Ready to Purchase?

When it comes time to purchase a home, one of the most important factors to consider is your credit score. A credit score is a three-digit number that reflects how you have managed your financial responsibilities in the past. It is used to determine how likely you are to repay a loan and it is a key factor in determining your ability to obtain a mortgage.

A good credit score is generally considered to be any score over 700. However, it is important to remember that banks and/or lenders may not just look at your credit score, but also the amount of debt you have, the length of your credit history, and other factors. Having a good credit score can help you get better interest rates on your mortgage, and it can also open up more options for you when it comes to mortgage lenders. It’s important to make sure you maintain a good credit score before you apply for a mortgage, and also to be aware of any potential issues that could affect your ability to get a loan.

The Five C’s of Credit

There are five C’s of credit: Capacity, Capital, Collateral, Conditions and Character. Lenders use these to determine if you’ll approve on a loan or not. They also use these factors to set your loan rates and terms. 

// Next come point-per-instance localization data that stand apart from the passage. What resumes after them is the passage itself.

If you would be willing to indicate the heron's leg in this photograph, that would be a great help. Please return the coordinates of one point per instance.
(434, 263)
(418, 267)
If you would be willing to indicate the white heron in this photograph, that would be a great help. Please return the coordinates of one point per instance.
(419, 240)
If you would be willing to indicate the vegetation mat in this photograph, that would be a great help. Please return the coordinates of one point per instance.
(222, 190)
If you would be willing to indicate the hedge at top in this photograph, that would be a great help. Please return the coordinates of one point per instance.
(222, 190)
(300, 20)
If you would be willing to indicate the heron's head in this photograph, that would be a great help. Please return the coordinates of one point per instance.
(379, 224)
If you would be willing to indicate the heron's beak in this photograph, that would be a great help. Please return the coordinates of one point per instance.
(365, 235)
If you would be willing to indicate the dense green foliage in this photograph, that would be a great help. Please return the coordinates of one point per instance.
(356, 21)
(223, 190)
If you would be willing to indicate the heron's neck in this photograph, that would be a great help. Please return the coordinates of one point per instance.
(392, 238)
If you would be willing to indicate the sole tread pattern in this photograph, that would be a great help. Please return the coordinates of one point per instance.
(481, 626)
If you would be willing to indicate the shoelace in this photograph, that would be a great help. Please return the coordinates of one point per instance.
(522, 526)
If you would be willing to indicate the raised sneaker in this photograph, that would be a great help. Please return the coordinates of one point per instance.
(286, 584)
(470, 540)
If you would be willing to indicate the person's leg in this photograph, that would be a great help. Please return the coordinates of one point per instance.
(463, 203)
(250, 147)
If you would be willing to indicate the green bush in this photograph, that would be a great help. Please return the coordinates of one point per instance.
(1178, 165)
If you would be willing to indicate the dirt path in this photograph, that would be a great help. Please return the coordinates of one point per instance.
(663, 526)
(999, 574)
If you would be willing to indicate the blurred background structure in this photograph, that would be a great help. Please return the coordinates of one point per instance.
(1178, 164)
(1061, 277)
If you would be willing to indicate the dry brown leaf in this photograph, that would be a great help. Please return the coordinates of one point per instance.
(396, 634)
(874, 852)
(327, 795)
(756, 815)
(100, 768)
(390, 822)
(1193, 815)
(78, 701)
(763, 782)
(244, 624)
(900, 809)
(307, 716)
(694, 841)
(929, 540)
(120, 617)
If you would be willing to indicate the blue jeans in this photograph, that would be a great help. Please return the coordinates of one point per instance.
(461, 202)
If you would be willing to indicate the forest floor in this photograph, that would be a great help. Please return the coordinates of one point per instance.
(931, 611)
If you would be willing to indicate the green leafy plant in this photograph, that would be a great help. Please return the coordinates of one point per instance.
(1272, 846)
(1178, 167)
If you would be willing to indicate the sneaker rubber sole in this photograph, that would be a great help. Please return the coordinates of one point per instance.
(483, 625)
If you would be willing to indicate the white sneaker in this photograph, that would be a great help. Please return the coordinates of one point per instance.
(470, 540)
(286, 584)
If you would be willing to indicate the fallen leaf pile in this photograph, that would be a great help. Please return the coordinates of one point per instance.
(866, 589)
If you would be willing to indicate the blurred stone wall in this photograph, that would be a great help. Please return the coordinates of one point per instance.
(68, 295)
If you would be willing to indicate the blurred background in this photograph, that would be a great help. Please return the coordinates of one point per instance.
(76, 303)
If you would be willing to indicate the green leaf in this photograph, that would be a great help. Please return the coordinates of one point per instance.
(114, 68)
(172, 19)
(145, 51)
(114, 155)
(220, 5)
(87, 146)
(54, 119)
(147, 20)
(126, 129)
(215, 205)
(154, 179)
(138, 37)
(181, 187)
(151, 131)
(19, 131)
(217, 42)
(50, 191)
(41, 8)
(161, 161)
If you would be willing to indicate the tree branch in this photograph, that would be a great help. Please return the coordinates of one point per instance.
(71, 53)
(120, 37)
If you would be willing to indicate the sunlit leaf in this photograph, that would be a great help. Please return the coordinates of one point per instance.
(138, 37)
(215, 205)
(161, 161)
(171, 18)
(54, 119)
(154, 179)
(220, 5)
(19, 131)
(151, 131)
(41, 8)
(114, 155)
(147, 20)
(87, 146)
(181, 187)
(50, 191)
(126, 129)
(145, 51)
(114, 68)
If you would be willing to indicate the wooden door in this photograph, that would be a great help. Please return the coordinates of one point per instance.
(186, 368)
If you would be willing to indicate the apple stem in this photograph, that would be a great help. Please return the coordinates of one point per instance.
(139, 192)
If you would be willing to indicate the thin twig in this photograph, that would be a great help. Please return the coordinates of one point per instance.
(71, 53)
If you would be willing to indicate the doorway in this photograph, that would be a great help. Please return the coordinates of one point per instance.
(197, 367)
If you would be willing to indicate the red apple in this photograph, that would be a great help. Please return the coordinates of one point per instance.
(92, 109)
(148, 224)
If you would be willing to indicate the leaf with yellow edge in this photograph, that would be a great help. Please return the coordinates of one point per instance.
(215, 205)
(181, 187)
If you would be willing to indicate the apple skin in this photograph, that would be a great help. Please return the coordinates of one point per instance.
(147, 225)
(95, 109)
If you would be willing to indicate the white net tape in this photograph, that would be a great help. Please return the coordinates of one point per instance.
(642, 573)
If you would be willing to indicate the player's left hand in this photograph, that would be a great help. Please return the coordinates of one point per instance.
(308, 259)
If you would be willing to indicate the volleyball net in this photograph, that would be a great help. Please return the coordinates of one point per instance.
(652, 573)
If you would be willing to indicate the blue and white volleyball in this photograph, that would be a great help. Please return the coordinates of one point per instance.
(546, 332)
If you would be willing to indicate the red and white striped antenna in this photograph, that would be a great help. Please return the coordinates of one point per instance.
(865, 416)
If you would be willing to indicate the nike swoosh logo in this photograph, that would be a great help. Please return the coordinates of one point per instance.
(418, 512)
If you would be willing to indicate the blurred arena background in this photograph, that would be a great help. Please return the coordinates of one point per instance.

Recently we shared some tips on ways to improve your credit score. They are:

  1. Pay your bills on time – a history of paying bills on time is one of the most important factors in improving your credit score. 
  2. Keep balances low on credit cards and other “revolving credit” – high outstanding debt can affect a credit score.
  3. Limit credit inquiries – multiple credit inquiries can lower your score.
  4. Establish a positive credit history – try to establish a positive credit history by using credit cards and other types of credit responsibly.